In one cottage, where she had long noticed with
pitying wonder a white-faced, black-eyed girl, who seemed to crouch
away from everyone, she even received a request. It was delivered with
terrified secrecy in a back-yard, out of Mrs. Barter's hearing.
"Oh, ma'am! Get me away from here! I'm in trouble--it's comin', and I
don't know what I shall do."
Mrs. Pendyce shivered, and all the way home she thought: 'Poor little
soul--poor little thing!' racking her brains to whom she might confide
this case and ask for a solution; and something of the white-faced,
black-eyed girl's terror and secrecy fell on her, for, she found no one
not even Mrs. Barter, whose heart, though soft, belonged to the Rector.

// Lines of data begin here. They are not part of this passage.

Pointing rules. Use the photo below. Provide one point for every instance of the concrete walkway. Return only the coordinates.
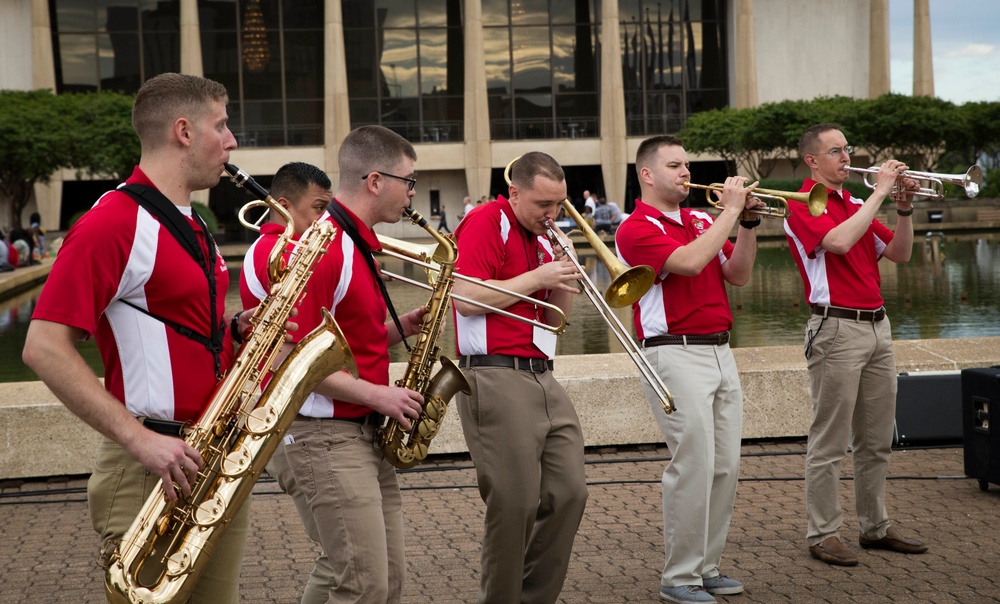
(48, 549)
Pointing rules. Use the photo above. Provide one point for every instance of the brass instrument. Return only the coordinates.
(815, 199)
(630, 288)
(427, 256)
(971, 181)
(163, 553)
(406, 449)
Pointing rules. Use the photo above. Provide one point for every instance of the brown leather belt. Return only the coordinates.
(708, 339)
(868, 316)
(164, 426)
(533, 365)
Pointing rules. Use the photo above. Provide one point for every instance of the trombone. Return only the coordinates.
(815, 199)
(426, 256)
(971, 181)
(627, 286)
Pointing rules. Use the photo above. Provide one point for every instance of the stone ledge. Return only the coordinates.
(41, 438)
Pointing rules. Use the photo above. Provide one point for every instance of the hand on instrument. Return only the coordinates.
(400, 404)
(888, 173)
(170, 458)
(735, 193)
(558, 274)
(413, 320)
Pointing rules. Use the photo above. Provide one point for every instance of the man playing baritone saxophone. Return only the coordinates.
(346, 491)
(848, 349)
(683, 325)
(520, 425)
(119, 275)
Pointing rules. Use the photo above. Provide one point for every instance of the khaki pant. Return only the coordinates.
(525, 440)
(349, 500)
(703, 434)
(117, 490)
(852, 375)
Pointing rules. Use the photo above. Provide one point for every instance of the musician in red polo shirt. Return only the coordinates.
(522, 431)
(852, 367)
(683, 324)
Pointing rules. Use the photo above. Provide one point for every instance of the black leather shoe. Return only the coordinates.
(832, 551)
(893, 541)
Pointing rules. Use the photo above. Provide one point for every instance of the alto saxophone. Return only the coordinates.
(405, 449)
(162, 554)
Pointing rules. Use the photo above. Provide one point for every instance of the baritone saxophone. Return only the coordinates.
(405, 449)
(162, 554)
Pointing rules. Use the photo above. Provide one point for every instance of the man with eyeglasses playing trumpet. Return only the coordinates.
(848, 344)
(683, 324)
(521, 428)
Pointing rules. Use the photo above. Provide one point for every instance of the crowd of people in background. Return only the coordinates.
(22, 247)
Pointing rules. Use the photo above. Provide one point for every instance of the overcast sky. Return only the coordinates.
(965, 36)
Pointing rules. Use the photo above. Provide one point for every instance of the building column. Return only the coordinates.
(48, 197)
(614, 147)
(878, 49)
(923, 65)
(191, 62)
(745, 94)
(337, 109)
(476, 111)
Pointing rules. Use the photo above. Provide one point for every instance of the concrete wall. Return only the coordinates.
(39, 437)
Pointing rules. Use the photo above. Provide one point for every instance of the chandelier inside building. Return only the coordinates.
(256, 52)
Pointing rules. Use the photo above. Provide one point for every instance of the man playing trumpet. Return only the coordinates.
(848, 344)
(683, 323)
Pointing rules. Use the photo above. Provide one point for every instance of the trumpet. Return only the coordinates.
(627, 285)
(971, 181)
(815, 199)
(428, 257)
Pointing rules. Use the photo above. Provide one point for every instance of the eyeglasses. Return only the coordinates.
(410, 182)
(836, 151)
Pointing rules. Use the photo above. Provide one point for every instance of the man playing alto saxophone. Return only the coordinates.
(119, 274)
(345, 488)
(520, 425)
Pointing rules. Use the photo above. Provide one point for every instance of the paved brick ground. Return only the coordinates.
(47, 548)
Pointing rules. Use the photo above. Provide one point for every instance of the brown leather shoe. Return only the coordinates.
(832, 551)
(893, 541)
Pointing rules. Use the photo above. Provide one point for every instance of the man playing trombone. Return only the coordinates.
(683, 323)
(521, 428)
(848, 344)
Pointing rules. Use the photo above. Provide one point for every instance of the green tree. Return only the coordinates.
(104, 145)
(34, 143)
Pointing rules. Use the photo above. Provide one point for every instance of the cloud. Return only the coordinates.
(973, 50)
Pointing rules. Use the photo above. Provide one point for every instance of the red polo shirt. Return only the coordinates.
(492, 245)
(342, 282)
(849, 280)
(676, 304)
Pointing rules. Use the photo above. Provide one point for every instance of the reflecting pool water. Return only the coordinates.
(949, 289)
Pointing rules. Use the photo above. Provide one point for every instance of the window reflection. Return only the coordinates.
(673, 62)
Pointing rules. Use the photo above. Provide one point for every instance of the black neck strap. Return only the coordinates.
(338, 213)
(157, 204)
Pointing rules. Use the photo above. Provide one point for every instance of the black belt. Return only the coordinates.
(869, 316)
(708, 339)
(534, 365)
(164, 426)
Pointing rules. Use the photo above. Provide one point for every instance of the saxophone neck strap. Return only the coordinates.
(340, 216)
(167, 214)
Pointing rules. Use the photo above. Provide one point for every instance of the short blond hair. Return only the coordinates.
(165, 98)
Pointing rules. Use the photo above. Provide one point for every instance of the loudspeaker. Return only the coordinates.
(980, 397)
(928, 409)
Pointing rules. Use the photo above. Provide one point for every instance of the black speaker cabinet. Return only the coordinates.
(980, 397)
(928, 409)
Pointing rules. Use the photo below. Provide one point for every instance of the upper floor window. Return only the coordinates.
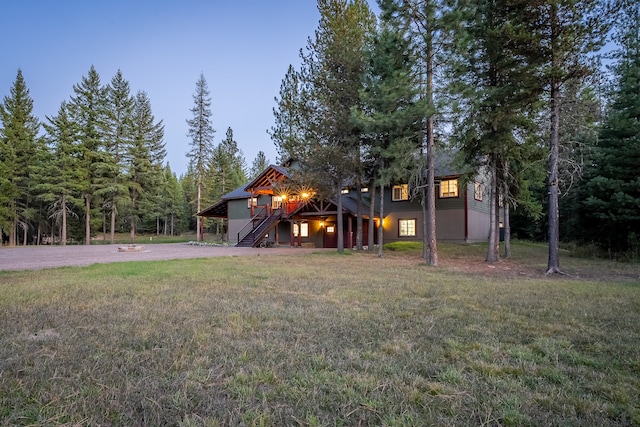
(276, 202)
(448, 188)
(400, 192)
(406, 227)
(477, 191)
(302, 229)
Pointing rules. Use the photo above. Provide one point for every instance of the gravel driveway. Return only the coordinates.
(39, 257)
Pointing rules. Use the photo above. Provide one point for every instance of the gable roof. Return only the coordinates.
(268, 178)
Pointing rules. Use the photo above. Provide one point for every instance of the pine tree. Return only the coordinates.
(201, 133)
(389, 115)
(568, 32)
(145, 157)
(110, 179)
(59, 182)
(19, 146)
(495, 80)
(259, 164)
(287, 132)
(332, 72)
(227, 171)
(612, 202)
(87, 109)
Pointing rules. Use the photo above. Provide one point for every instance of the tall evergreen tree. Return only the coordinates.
(227, 171)
(87, 109)
(111, 185)
(390, 113)
(59, 182)
(18, 148)
(421, 21)
(568, 32)
(496, 82)
(259, 164)
(201, 133)
(612, 193)
(145, 157)
(287, 132)
(173, 204)
(332, 71)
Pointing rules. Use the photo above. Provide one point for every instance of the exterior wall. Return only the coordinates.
(239, 216)
(477, 216)
(233, 227)
(390, 226)
(478, 226)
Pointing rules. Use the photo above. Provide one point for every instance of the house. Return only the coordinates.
(272, 209)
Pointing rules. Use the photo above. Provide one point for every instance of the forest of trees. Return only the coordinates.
(97, 167)
(515, 88)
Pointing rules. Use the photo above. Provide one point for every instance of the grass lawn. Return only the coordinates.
(323, 339)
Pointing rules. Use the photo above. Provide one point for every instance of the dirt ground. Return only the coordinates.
(40, 257)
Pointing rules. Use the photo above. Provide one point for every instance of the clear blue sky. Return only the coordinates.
(243, 48)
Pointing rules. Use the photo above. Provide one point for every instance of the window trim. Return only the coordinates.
(408, 220)
(478, 191)
(404, 192)
(303, 228)
(449, 194)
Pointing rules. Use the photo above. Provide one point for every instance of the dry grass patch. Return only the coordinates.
(315, 340)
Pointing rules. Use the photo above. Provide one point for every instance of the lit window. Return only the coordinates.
(276, 202)
(406, 227)
(303, 227)
(400, 192)
(449, 188)
(477, 191)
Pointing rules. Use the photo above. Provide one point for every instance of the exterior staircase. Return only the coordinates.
(254, 232)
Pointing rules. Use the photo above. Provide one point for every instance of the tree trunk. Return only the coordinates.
(87, 223)
(339, 220)
(506, 222)
(63, 233)
(493, 249)
(198, 218)
(553, 265)
(113, 222)
(432, 254)
(132, 228)
(381, 228)
(372, 213)
(359, 219)
(553, 191)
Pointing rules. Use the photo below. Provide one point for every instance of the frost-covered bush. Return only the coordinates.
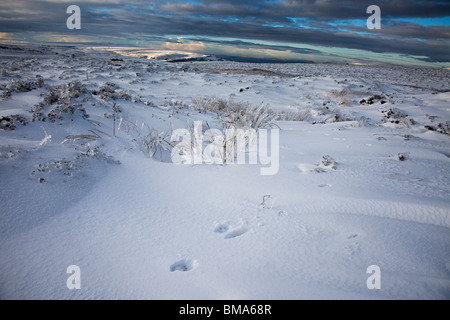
(240, 114)
(22, 86)
(9, 122)
(65, 97)
(110, 91)
(397, 117)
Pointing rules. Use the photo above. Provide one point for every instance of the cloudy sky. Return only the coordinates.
(412, 31)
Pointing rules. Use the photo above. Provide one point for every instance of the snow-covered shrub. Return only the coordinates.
(21, 86)
(443, 128)
(65, 98)
(327, 162)
(9, 122)
(397, 117)
(291, 115)
(240, 114)
(109, 91)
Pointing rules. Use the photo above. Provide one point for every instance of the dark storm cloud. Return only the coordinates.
(311, 22)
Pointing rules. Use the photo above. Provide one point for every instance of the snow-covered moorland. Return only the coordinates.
(87, 179)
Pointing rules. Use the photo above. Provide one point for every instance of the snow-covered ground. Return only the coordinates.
(86, 179)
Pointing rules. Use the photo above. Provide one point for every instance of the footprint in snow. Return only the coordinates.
(222, 227)
(230, 232)
(236, 233)
(183, 265)
(324, 185)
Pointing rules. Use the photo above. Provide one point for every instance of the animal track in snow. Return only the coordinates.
(234, 232)
(324, 185)
(183, 265)
(222, 227)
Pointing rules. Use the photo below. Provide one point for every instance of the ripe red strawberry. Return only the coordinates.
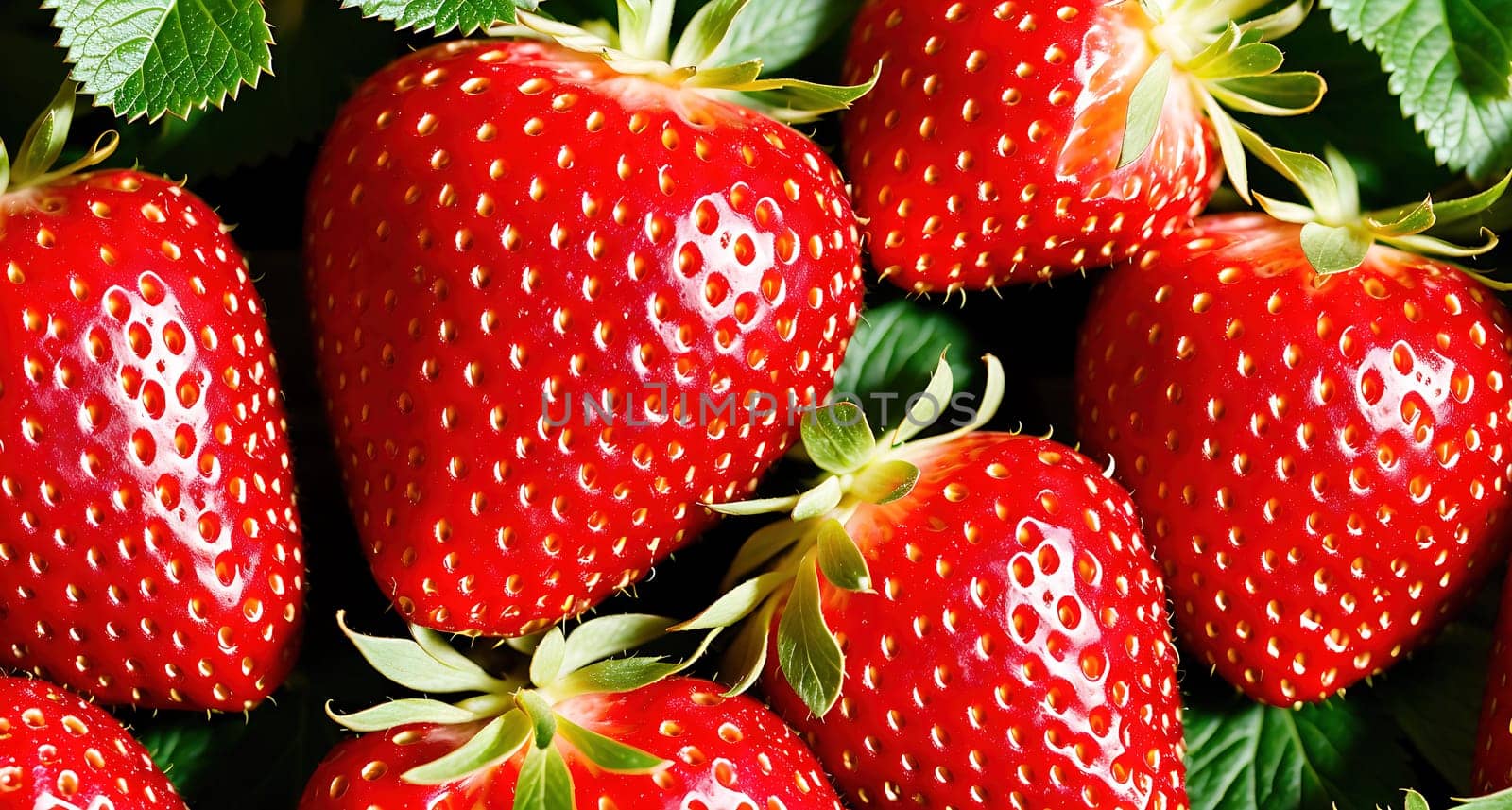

Then, by a sort of inspiration, she thought of Gregory.
'How can I write to him,' she mused, 'when my son----'
But she did write, for, deep down, the Totteridge instinct felt that
others should do things for her; and she craved, too, to allude, however
distantly, to what was on her mind. And, under the Pendyce eagle and the
motto: 'Strenuus aureaque penna', thus her letter ran:
"DEAR GRIG,
"Can you do anything for a poor little girl in the village here who is
'in trouble'?--you know what I mean. It is such a terrible crime in
this part of the country, and she looks so wretched and frightened, poor
little thing! She is twenty years old.